Троглодит - Сергей Щепетов
Шрифт:
Интервал:
Закладка:
И тут вдарило!
Выражение «искры из глаз» в данном случае совсем не полно характеризует случившееся…
В общем, я плюхнулся обратно в воду, но сознания, кажется, не потерял. Как-то вынырнул, как-то влез, перевалился через борт и кулем свалился на дно каноэ, отдавив ноги гребцам…
Что-то командовал Нганук, где-то стреляли, а я рассматривал в полутьме чью-то босую ступню и понимал, что сейчас умру…
Время шло. Все никак не умиралось – скорее бы…
Наконец шок (или что?) прошел, боль малость отступила. Я заподозрил, что некоторое время, наверное, еще проживу. А каноэ, похоже, мчится вперед «на всех парусах».
Однако полежать спокойно мне не дали – на судне начались какие-то перестановки, по мне стали ходить на четвереньках и наступать на конечности. Почему-то меня это просто взбесило. Ухватившись руками за борта, я встал на колени и почти сразу все понял. Мы «летим» вперед сквозь ночную тьму, за нами погоня, а один из гребцов вышел из строя. Похоже, пулей, пробившей борт, ему разворотило бедро. Теперь Нганук и второй киксади пытаются убрать его с сиденья, чтобы занять его место, но ничего у них не получается, потому что мешаюсь я.
– Щас, – прохрипел куштака. – Щас я его…
Раненого ханьячи я завалил на свое место, а сам уселся на скользкую от крови доску. Вытащил кинжал и освободил из бессильных рук пленного весло. Ухватил его сам, примерился, поерзал, и сказал:
– Готов! Поехали!
– Хей-хоу!
С первого раза я чуть не сломал этот изящный гребок, а лодку повело влево. Нганук сказал в мой адрес что-то очень ласковое. Однако я быстро вошел в курс и ритм: «Упираться мне не надо – этак тихонько, эдак легонько и будет как у всех!»
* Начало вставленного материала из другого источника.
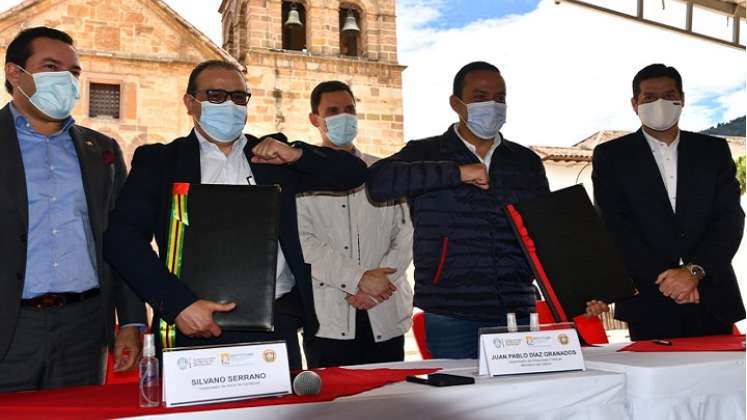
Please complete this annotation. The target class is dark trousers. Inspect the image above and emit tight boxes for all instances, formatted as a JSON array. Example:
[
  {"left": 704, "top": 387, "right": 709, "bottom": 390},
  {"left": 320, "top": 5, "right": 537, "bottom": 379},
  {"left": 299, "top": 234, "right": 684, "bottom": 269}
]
[
  {"left": 168, "top": 289, "right": 303, "bottom": 370},
  {"left": 628, "top": 304, "right": 733, "bottom": 341},
  {"left": 0, "top": 296, "right": 107, "bottom": 392},
  {"left": 304, "top": 311, "right": 405, "bottom": 368}
]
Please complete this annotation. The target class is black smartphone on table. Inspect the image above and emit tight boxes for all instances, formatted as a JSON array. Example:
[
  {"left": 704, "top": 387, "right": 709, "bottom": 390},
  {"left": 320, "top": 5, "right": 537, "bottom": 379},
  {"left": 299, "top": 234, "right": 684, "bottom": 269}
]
[{"left": 405, "top": 373, "right": 475, "bottom": 386}]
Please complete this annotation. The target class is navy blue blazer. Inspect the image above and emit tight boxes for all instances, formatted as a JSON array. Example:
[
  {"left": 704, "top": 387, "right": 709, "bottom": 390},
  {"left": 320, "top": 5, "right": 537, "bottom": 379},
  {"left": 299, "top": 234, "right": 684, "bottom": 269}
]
[
  {"left": 104, "top": 131, "right": 367, "bottom": 337},
  {"left": 592, "top": 130, "right": 745, "bottom": 323}
]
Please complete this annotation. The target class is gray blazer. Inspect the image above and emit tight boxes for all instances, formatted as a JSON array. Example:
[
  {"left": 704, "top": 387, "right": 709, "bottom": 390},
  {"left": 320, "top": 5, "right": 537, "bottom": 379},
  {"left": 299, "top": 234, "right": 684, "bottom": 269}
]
[{"left": 0, "top": 105, "right": 146, "bottom": 360}]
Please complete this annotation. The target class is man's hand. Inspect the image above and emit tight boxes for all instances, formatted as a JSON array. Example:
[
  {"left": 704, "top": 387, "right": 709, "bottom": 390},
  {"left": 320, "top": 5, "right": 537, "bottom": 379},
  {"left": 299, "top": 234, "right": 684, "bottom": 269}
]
[
  {"left": 114, "top": 326, "right": 143, "bottom": 372},
  {"left": 675, "top": 289, "right": 700, "bottom": 305},
  {"left": 345, "top": 290, "right": 379, "bottom": 311},
  {"left": 358, "top": 267, "right": 397, "bottom": 300},
  {"left": 176, "top": 299, "right": 236, "bottom": 338},
  {"left": 252, "top": 137, "right": 303, "bottom": 165},
  {"left": 459, "top": 163, "right": 490, "bottom": 190},
  {"left": 656, "top": 268, "right": 698, "bottom": 300},
  {"left": 584, "top": 300, "right": 610, "bottom": 318}
]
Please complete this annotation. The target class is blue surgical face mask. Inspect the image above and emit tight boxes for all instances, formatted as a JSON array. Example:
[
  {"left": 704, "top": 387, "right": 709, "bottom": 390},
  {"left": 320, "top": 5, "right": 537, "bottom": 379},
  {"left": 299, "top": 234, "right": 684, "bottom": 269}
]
[
  {"left": 462, "top": 101, "right": 506, "bottom": 140},
  {"left": 18, "top": 66, "right": 80, "bottom": 120},
  {"left": 198, "top": 100, "right": 246, "bottom": 143},
  {"left": 324, "top": 114, "right": 358, "bottom": 146}
]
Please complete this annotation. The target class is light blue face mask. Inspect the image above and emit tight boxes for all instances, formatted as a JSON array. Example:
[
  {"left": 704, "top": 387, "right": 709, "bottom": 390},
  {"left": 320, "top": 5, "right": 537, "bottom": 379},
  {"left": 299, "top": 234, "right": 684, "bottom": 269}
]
[
  {"left": 324, "top": 114, "right": 358, "bottom": 146},
  {"left": 18, "top": 66, "right": 80, "bottom": 120},
  {"left": 198, "top": 100, "right": 246, "bottom": 143},
  {"left": 462, "top": 101, "right": 506, "bottom": 140}
]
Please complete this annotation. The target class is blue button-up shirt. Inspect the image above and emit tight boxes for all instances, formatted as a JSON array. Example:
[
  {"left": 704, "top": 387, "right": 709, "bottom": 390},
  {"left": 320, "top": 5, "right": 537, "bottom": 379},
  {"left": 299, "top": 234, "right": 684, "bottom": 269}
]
[{"left": 10, "top": 104, "right": 99, "bottom": 299}]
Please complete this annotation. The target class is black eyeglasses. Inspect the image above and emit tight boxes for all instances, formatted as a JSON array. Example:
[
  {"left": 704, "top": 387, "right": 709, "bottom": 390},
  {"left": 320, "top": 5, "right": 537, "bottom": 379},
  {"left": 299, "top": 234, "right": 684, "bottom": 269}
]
[{"left": 195, "top": 89, "right": 252, "bottom": 105}]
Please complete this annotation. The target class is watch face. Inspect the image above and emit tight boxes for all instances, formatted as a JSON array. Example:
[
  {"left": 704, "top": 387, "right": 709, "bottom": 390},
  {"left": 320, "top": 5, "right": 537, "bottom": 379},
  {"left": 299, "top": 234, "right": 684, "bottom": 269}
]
[{"left": 690, "top": 264, "right": 705, "bottom": 278}]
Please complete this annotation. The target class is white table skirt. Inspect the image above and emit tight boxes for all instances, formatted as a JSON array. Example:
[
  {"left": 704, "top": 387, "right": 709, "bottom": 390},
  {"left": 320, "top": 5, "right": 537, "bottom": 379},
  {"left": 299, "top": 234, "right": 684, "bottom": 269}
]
[
  {"left": 584, "top": 345, "right": 745, "bottom": 420},
  {"left": 133, "top": 360, "right": 626, "bottom": 420}
]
Я работал веслом в общем ритме и пытался осознать себя: «Двигать левой рукой очень больно – со стороны спины в области лопатки. Но при этом рука-то меня слушается! И вроде бы потоками кровь не хлещет. Может, все-таки, буду жить? А терпеть боль – дело привычное…»
Покрутив головой, я пришел к выводу, что нам предстоит преодолеть довольно обширное пространство открытой воды. За нами, естественно, гонятся: две большие лодки – байдары, наверное? – и с десяток байдарок. Они там – позади – перекрикиваются и временами постреливают из ружей, однако у нас приличная фора, и не факт, что двигаются они быстрее. Нганук командовал и смотрел с носа во все стороны, а второй киксади – с кинжалом в руке – занимался тем, что контролировал всех пленных сразу, включая русского начальника, которого, кажется, даже не успели связать.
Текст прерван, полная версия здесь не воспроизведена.